Много лет спустя, когда невестка Еленочка родила свою Лизу в новеньком, по последнему слову медицинской моды отделанном роддоме, Марина Дмитриевна вспомнила свои унизительные роды, и то, как орала на неё дура-акушерка, и этот зелёный лук в зубах… Вспомнила – и спустя столько лет вдруг ужасно разозлилась! Еленочка лежала в отдельной палате – с телевизором, душем и детской люлькой – и гордо кормила свою Лизу, а Марина Дмитриевна и радовалась внучке, и внутренне плакала злыми слезами. Вот если бы отмотать время назад, Марина Дмитриевна нашла бы, что ответить и акушерке, и Святославычу, назвавшему её единственного сына Юриком! Вежливо кивая в такт Еленочке, Марина Дмитриевна думала о том, что имя «Юрий» ей никогда не нравилось, и что гагаринский полёт в космос всего лишь совпал во времени с главным событием её жизни.
Марине Дмитриевне нравилось совсем другое мужское имя – Евгений. В нём эргономично сочеталось всё, к чему она была неравнодушна, – гениальность, благородство, великая русская литература и хитрые глаза артиста Евстигнеева в его лучших ролях.
Евгением звали единственную любовь Марины Дмитриевны, которую ей, впрочем, пришлось делить с ближайшей подругой – Бертой Дворянцевой. Девушки вначале учились вместе в консе, а потом долго играли в одном оркестре, – Берта оглаживала арфу, Марина дула в кларнет. Евгений сидел между ними с виолончелью, и косился то вправо, то влево. Он перевёлся в оркестр из большого сибирского города, был привычен к темноте и к морозам. Жёлтые, с коричневым ободом глаза и длинные, аккуратно выточенные пальцы – вот первое, что в новом музыканте заметила Марина и о чём сразу же рассказала Берте. Тем вечером на одной своей ладони Евгений записал синими чернилами телефон Марины, а на другой – номер Берты. О дружбе своей обе они тут же позабыли.

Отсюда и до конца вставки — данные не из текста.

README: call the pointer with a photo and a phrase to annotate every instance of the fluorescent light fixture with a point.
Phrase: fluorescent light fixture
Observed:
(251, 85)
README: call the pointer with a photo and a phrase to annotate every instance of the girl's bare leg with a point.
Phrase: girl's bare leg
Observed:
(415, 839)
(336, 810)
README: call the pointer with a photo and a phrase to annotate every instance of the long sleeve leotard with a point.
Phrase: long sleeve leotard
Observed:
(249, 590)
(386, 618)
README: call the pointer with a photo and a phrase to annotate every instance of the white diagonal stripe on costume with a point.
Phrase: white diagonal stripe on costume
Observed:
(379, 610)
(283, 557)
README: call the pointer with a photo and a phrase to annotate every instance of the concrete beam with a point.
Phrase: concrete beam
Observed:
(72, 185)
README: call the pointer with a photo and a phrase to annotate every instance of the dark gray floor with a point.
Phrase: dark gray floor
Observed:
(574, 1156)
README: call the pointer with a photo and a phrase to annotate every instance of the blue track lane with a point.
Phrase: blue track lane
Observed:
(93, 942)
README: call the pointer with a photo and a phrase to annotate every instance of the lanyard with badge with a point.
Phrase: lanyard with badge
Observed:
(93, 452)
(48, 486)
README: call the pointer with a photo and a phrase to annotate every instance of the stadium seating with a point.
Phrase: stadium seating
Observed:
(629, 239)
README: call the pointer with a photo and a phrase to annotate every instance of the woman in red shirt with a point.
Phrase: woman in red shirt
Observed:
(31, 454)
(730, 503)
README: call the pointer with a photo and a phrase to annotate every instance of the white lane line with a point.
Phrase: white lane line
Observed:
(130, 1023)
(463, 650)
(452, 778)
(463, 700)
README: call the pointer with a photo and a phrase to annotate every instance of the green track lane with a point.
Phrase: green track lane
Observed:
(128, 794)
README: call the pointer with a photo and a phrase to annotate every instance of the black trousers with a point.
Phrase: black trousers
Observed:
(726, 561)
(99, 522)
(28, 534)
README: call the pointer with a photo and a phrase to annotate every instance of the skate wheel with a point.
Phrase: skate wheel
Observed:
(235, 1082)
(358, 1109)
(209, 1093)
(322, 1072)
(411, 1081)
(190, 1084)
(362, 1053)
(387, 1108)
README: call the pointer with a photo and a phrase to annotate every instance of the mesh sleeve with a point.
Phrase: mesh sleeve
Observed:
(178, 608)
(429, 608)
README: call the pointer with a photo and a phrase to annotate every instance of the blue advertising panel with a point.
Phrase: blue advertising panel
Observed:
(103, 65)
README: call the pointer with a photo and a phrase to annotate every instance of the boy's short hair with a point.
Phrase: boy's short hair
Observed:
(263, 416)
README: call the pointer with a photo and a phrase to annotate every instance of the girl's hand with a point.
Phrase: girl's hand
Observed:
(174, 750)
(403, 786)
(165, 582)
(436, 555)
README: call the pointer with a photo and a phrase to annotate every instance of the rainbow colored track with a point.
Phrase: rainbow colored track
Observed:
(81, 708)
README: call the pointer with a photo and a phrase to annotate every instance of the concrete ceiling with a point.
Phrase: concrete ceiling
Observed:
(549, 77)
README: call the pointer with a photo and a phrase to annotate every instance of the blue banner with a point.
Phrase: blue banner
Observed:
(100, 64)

Берта Дворянцева вместе со своей одесской мамочкой появилась в городе накануне консерваторских экзаменов – яркие гражданочки с хорошей примесью южной крови. На Берту все сворачивали шеи – и абитура, и студенты, и преподаватели, – но рядом с ней гордо вышагивала маман, охлаждая всех предостерегающим взглядом. К Марине Карачаевой одесситки расположились сразу – общими данными маленькая кларнетистка явно уступала Берте, правда вот фигурку вырастила ладную, такая до пятидесяти лет служит верно, как хороший диплом. Впрочем, Дворянцевы великодушно простили Марине её фигуру и записали кларнетистку в верные подруги. Марине ничего не оставалось делать, как согласиться на эту странную дружбу – сразу и с Бертой, и с маман.